Apesar de ataques como esses, muitos gays e lésbicas aqui disseram que as coisas estavam melhorando para eles antes da lei, pelo menos o suficiente para realizar coletivas de imprensa e lutar publicamente por seus direitos. Agora eles temem que a lei possa incentivar linchamentos. Multidões já espancam pessoas até a morte por infrações tão ínfimas como roubo de sapatos.

“O que essas pessoas fizeram foi atear um fogo que elas não conseguem apagar”, disse o Reverendo Kapya Kaoma, um zambiano que atuou em segredo durante seis meses para relatar a relação entre o movimento anti-homossexual africano e os evangélicos americanos.

Kaoma estava na conferência e disse que os três americanos “subestimaram a homofobia em Uganda” e “o que significa para africanos quando você fala sobre um determinado grupo que tenta destruir seus filhos e suas famílias”.

“Quando você fala assim”, ele disse, “os africanos lutarão até a morte”.

Uganda é um país predominantemente rural, excepcionalmente exuberante, onde grupos cristãos conservadores exercem enorme influência. Afinal, esta é a terra da proposta das bolsas de estudos por virgindade, das canções sobre Jesus que tocam no aeroporto, dos adesivos com a inscrição “Uganda está Ferida” nas portas de gabinetes do Parlamento e da sugestão feita pela esposa do presidente, de que um recenseamento de virgindade poderia ser uma forma de combater a Aids.
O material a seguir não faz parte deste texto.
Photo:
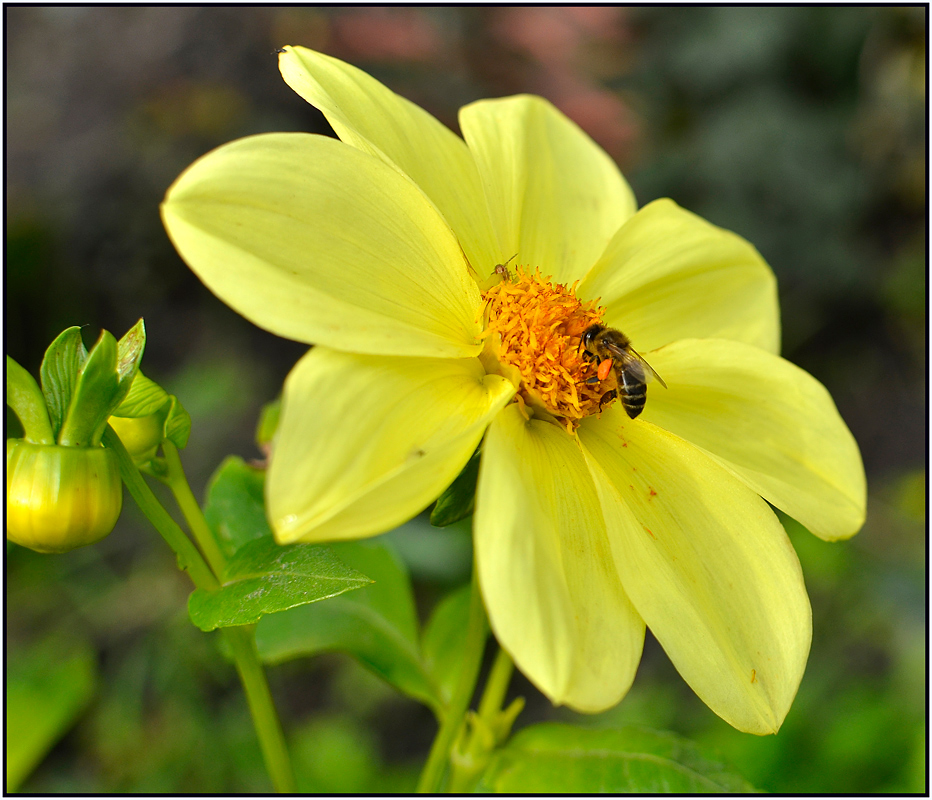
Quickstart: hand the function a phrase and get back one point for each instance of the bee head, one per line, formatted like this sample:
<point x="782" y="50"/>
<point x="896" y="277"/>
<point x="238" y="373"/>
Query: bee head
<point x="589" y="335"/>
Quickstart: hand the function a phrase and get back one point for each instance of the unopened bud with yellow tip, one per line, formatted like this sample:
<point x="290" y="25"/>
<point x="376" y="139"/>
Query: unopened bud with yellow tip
<point x="63" y="489"/>
<point x="59" y="498"/>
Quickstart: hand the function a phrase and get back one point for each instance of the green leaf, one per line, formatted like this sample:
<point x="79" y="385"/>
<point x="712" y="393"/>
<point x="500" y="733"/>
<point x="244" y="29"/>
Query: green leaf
<point x="47" y="688"/>
<point x="443" y="643"/>
<point x="265" y="578"/>
<point x="377" y="625"/>
<point x="96" y="394"/>
<point x="25" y="398"/>
<point x="459" y="499"/>
<point x="59" y="373"/>
<point x="558" y="758"/>
<point x="235" y="507"/>
<point x="146" y="397"/>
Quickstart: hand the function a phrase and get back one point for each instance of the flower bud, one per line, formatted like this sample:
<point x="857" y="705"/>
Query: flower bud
<point x="141" y="436"/>
<point x="59" y="498"/>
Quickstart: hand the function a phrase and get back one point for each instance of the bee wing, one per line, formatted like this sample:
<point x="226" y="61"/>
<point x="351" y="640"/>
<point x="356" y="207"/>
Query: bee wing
<point x="632" y="358"/>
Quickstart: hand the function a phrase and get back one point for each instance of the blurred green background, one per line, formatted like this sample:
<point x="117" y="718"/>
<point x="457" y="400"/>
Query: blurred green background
<point x="801" y="128"/>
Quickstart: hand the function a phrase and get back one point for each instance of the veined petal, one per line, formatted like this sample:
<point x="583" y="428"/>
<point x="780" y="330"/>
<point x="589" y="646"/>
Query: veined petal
<point x="771" y="423"/>
<point x="365" y="443"/>
<point x="668" y="275"/>
<point x="317" y="241"/>
<point x="545" y="567"/>
<point x="555" y="197"/>
<point x="708" y="567"/>
<point x="368" y="115"/>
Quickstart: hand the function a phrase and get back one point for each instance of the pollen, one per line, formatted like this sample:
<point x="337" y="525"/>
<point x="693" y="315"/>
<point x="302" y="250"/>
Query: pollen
<point x="534" y="326"/>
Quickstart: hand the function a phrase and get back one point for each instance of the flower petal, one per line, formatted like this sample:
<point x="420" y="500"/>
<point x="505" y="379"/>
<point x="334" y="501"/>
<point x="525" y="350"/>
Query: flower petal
<point x="319" y="242"/>
<point x="368" y="115"/>
<point x="550" y="586"/>
<point x="365" y="443"/>
<point x="555" y="197"/>
<point x="708" y="567"/>
<point x="768" y="421"/>
<point x="668" y="275"/>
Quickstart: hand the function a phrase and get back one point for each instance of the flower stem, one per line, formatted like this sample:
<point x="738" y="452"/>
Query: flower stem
<point x="180" y="488"/>
<point x="241" y="638"/>
<point x="264" y="717"/>
<point x="189" y="559"/>
<point x="486" y="729"/>
<point x="432" y="775"/>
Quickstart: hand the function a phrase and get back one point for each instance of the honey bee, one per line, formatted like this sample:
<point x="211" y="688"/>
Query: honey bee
<point x="613" y="350"/>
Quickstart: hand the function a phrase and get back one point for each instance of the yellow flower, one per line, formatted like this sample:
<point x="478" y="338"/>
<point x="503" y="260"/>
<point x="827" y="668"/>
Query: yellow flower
<point x="59" y="498"/>
<point x="381" y="250"/>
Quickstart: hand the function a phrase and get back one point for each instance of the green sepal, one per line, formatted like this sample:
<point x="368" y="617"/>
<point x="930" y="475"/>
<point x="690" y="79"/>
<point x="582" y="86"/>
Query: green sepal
<point x="129" y="353"/>
<point x="145" y="398"/>
<point x="25" y="397"/>
<point x="567" y="759"/>
<point x="59" y="374"/>
<point x="103" y="381"/>
<point x="265" y="578"/>
<point x="459" y="499"/>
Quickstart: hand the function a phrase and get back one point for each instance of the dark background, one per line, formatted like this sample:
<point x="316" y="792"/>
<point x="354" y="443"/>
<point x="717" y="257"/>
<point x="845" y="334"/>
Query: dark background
<point x="803" y="129"/>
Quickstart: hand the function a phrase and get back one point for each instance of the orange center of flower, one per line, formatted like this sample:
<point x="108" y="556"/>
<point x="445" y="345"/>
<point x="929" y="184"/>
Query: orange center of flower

Durante a administração Bush, oficiais americanos elogiaram as políticas de valores familiares de Uganda e encaminharam milhões de dólares para programas de abstinência.

Uganda também se tornou um ímã para grupos evangélicos americanos. Algumas das personalidades cristãs mais conhecidas passaram recentemente por aqui, muitas vezes trazendo consigo mensagens anti-homossexualidade, inclusive o Reverendo Rick Warren, que veio em 2008 e comparou o homossexualismo à pedofilia. (Warren condenou recentemente a lei anti-homossexualidade, buscando corrigir o que ele chamava de “mentiras, erros e falsos relatos” dos quais participou.)

Muitos africanos veem o homossexualismo como uma importação imoral do Ocidente, e o continente está cheio de severas leis homofóbicas. No norte da Nigéria, gays podem ser apedrejados até a morte. Fora da África, alguns países muçulmanos, como o Irã e o Iêmen, também têm a pena de morte para os homossexuais. Mas muitos ugandenses disseram achar que isso estava indo longe demais. Alguns poucos até se manifestaram em apoio aos gays.

“Posso defendê-los”, disse Haj Medih, um taxista muçulmano com muitos clientes homossexuais. Ele disse que eles não eram uma ameaça a ele, que ele tinha medo era da polícia e do governo. “Eles podem prendê-lo e colocá-lo no esconderijo, e eu não tenho nenhum advogado que possa me ajudar”.